Pediatric Weight Management

Pediatrics and Physical Activity

Citation:

McMurray RG, Harrell JS, Deng S, Bradley CB, Cox LM, Bangdiwala SI. The influence of physical activity, socioeconomic status, and ethnicity on the weight status of adolescents. Obesity Research 2000;8(2):130-39.

 

PubMed ID: 10757199
 
Study Design:
Cross-Sectional Study
Class:
D - Click here for explanation of classification scheme.
Quality Rating:
Positive POSITIVE: See Quality Criteria Checklist below.
Research Purpose:

The purpose of this study was to examine the effects of PA, physical inactivity, television viewing, and video game play on weight status, taking into account consideration SES, ethnicity and gender.

Inclusion Criteria:

None specified

Exclusion Criteria:

None specified

Description of Study Protocol:

Subjects completed the questionnaires at school in small groups under the direction of a research associate. Physiological data was also obtained in the schools.

Statistical Analyses:

ANOVA’s were computed examining the effect of hours of television viewing or video game play on BMI. These analyses were computed by gender, ethnicity, and SES.

Simple regression analyses were performed within each gender to determine the relationship between being over weight and hours of viewing TV or playing video games. Follow up gender specific regression analyses were adjusted for ethnicity and SES.

The entire sample was categorized into least, average and highly active.

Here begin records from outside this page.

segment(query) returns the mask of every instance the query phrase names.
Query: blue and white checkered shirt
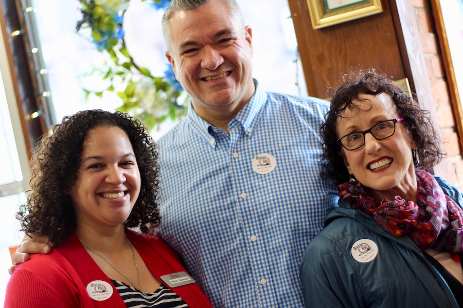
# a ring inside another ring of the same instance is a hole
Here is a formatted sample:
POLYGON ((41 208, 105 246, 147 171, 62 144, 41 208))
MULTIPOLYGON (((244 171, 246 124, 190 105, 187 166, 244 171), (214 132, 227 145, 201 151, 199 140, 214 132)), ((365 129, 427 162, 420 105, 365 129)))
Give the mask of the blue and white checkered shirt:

Chi-square analyses were computed to determine significant differences in the proportion of obese children in each of the three groups.

Logistic regression was used to determine the relative risk of being overweight comparing subjects in the lease active with those in the average and most active.

Gender specific logistic regression was used to determine which factors had the most effect on the relative risk for being overweight; TV>2 hrs, video play > 2 hrs, highly active PA classification.

Data Collection Summary:

Dependent Variables

  • BMI (measured heights and weights)
  • SKinfolds (Triceps and subscapular sites)

Independent Variables

  • Physical activity (questionnaires – 32 common activities listed, # of times per week they participated in each of the activities) - categorical
  • Physical Inactivity (questionnaire – no details given)
  • Television viewing (questionnaire – hours spent watching TV
  • Video game playing (questionnaire - # of hours spent playing video games)

Confounders

  • SES (Based on parental education as suggested by Abramson 1982)
  • Ethnicity (self –report)
  • Gender (self-report)
Description of Actual Data Sample:

2563 middle school adolescents (10-16); 1123 newly recruited rural subjects were added.

 

Representation of minority subject other than African American was low therefore they were eliminated from the analyses.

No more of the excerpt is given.